Oswald, who had in the mean time recovered himself entirely, examined the woman more closely and recognized in her one of the many gypsy women who infest that country, telling fortunes, hawking trifles, playing on the jewsharp, begging, or more frequently stealing. Thus they go from fair to fair, and from village to village. This one might have been twenty-five or thirty years old, as far as one could judge from the fire of her black eyes, the round, half-naked arms, and the firm carriage of her tall, slender form; but wind and weather, hunger and sorrow, perhaps also evil passions, had made sad havoc with the once good-looking face. The features were too sharply marked, the eyes too deeply sunk, and even the abundant bluish-black hair showed already here and there many a silvery streak. And yet it was a pity she did not rather display the thick tresses in their graceful windings than the rags of red stuff, which she had wrapped, turban-fashion, around her well-shaped head. Her dress was poor and much patched, her feet quite bare. Oswald now also noticed that an oddly shaped instrument was hanging on one of the trees, and a variety of quaint tools were lying about. A donkey, adorned with a red feather and a bright-colored blanket, was wandering thoughtfully through the trees and enjoying now and then a mouthful of the rich, hard grass.

"Are you quite alone, my good woman?" asked Oswald.

"No; I have my boy here, the Cziko; he is gone into the wood to fetch water; this here is fit only for frogs and toads."

"And how did you get to this secluded spot?"

"Know the place for years. Always stop here when I come to this country. Cheaper lodgings here than in the tavern, my good gentleman."

"Then you can show me the way to Berkow, I suppose. Is it far from here?"

"Not far at all. The boy, the Cziko, shall show you."

The woman put her hands to her mouth and imitated the call of the wood-dove in the most perfect manner. At once the cry of the hawk came back from the forest, and soon afterwards a boy came running out, who, however, stopped short, with an air of distrust and apprehension, as soon as he saw the stranger. The mother uttered a few words in an unknown tongue, and he seemed to feel at once reassured. He came forward, offered Oswald fearlessly the tin cup which he was holding in his hand, and said: "Will you drink, sir?"

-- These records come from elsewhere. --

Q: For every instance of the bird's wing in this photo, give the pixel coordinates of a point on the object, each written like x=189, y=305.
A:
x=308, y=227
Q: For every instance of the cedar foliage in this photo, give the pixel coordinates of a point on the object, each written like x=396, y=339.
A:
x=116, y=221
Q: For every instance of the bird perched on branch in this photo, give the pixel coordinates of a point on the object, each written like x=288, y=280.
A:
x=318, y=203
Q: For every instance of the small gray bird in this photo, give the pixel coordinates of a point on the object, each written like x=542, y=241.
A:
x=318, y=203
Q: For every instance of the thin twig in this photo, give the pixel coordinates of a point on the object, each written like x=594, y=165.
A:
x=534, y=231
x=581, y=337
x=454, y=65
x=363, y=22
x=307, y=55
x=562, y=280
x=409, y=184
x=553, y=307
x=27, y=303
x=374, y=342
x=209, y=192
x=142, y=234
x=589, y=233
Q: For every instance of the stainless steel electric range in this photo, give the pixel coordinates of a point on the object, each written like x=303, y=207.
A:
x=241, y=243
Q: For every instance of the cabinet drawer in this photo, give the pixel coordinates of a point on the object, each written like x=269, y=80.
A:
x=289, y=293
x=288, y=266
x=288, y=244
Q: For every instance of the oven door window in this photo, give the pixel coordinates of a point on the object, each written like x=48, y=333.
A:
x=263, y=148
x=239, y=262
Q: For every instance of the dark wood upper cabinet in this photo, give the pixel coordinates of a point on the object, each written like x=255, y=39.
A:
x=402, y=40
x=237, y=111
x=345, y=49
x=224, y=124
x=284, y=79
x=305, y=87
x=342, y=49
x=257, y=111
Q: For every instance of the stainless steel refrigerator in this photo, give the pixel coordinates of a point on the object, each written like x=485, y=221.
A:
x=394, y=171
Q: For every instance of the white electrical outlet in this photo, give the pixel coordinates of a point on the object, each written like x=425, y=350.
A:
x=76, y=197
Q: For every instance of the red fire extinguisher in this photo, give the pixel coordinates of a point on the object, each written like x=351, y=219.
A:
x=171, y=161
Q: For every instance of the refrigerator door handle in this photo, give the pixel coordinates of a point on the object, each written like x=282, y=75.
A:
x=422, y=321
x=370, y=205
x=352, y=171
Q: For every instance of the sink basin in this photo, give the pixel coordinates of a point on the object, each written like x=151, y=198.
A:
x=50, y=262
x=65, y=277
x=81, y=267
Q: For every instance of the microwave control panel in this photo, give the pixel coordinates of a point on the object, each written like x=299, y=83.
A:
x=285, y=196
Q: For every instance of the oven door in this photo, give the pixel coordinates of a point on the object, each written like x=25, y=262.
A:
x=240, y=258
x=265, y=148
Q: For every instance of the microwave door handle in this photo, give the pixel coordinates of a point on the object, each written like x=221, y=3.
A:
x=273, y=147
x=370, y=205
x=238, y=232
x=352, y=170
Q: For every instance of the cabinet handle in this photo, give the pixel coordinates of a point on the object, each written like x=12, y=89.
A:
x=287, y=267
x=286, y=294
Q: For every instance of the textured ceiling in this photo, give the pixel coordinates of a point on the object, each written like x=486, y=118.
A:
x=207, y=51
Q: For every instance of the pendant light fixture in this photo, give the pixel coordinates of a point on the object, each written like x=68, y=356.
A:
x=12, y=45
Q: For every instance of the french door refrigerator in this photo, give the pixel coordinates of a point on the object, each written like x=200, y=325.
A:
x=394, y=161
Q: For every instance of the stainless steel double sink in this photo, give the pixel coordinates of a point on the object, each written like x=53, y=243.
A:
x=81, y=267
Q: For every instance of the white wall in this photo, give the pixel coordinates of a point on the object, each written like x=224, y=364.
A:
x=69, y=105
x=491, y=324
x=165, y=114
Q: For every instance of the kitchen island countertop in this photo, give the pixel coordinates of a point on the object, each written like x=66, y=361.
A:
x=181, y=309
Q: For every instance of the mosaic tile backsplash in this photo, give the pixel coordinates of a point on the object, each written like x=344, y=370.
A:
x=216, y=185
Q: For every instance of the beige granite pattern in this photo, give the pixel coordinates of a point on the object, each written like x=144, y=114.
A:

The cup was not particularly neat, but the boy far too strikingly handsome to be refused, even if Oswald had been less thirsty than he really was. Cziko was perhaps ten years old, but he also looked older. The damp fogs drifting over autumnal fields, and the snow-storms whistling through the hawthorn bushes had washed out the youthful freshness of the boy's face, and given an expression of sorrow and defiance to the dark gazelle eyes, so that one could not look at them without feeling saddened.

The woman saw at once, with the doubly sharp eye of the beggar and the mother, what a deep impression her boy had made upon the stranger.